Jean-Luc Moreau, conseiller formation continue à la Dafpic de Bordeaux et correspondant académique FOAD, nous informe du lancement d’E-Tutors Portal, que l’on pourrait présenter comme le pendant européen du portail T@D (voir notre article).
Réalisé dans le cadre d’un programme Leonardo coordonné par le Centre de formation professionnel de l’industrie métallurgique et métallomécanique (Cenfim) de Lisbonne et associant quinze organisations dans douze pays différents, E-Tutors Portal est un « portail multilingue destiné à aider les organisations, les formateurs, les tuteurs et tous ceux qui souhaitent participer à des projets de formation à distance, à identifier rapidement les enjeux et à élaborer des réponses durables pour augmenter la probabilité de succès dans la mise en œuvre de ces projets. »

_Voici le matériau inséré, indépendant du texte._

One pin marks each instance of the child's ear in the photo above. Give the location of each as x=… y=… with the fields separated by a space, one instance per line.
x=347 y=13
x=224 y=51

L’objectif de ce portail est d’aider les e-tuteurs, notamment dans les secteurs de la métallurgie et de l’électronique, à trouver des ressources e-learning validées par l’équipe projet pour développer leurs compétences, leurs matériaux e-learning et/ou la réalisation de leurs cours. Pour ce faire, le portail comporte onze catégories couvrant des sujets aussi divers que « la formation informelle à distance », « la pédagogie », les « outils » ou encore la « formation expérientielle ». Chaque sujet est traité par des « contenus internes (documents appartenant aux partenaires et téléchargés par eux dans les catégories correspondantes) » et des « liens vers des contenus externes », validés et commentés par les partenaires. _ A titre d’exemple, la catégorie « Formation expérientielle » renvoie actuellement sur un dossier de France 5 sur l’alternance.
Non traduits, la richesse des contenus dans chacune des dix langues européennes dépend donc de l’ « activisme » de chacun des partenaires. Celui des Français, en l’occurrence, se manifeste particulièrement dans les dossiers consacrés à la pédagogie et la formation informelle à distance. Si le choix du multilinguisme a le mérite de respecter les identités nationales et de simplifier la maintenance du site, on peut cependant regretter qu’il ne favorise guère les échanges de bonnes pratiques entre pays. Force est toutefois de reconnaître que les sites communautaires rédigés en lingua franca –c’est-à-dire en anglais…- sont largement désertés par les Français.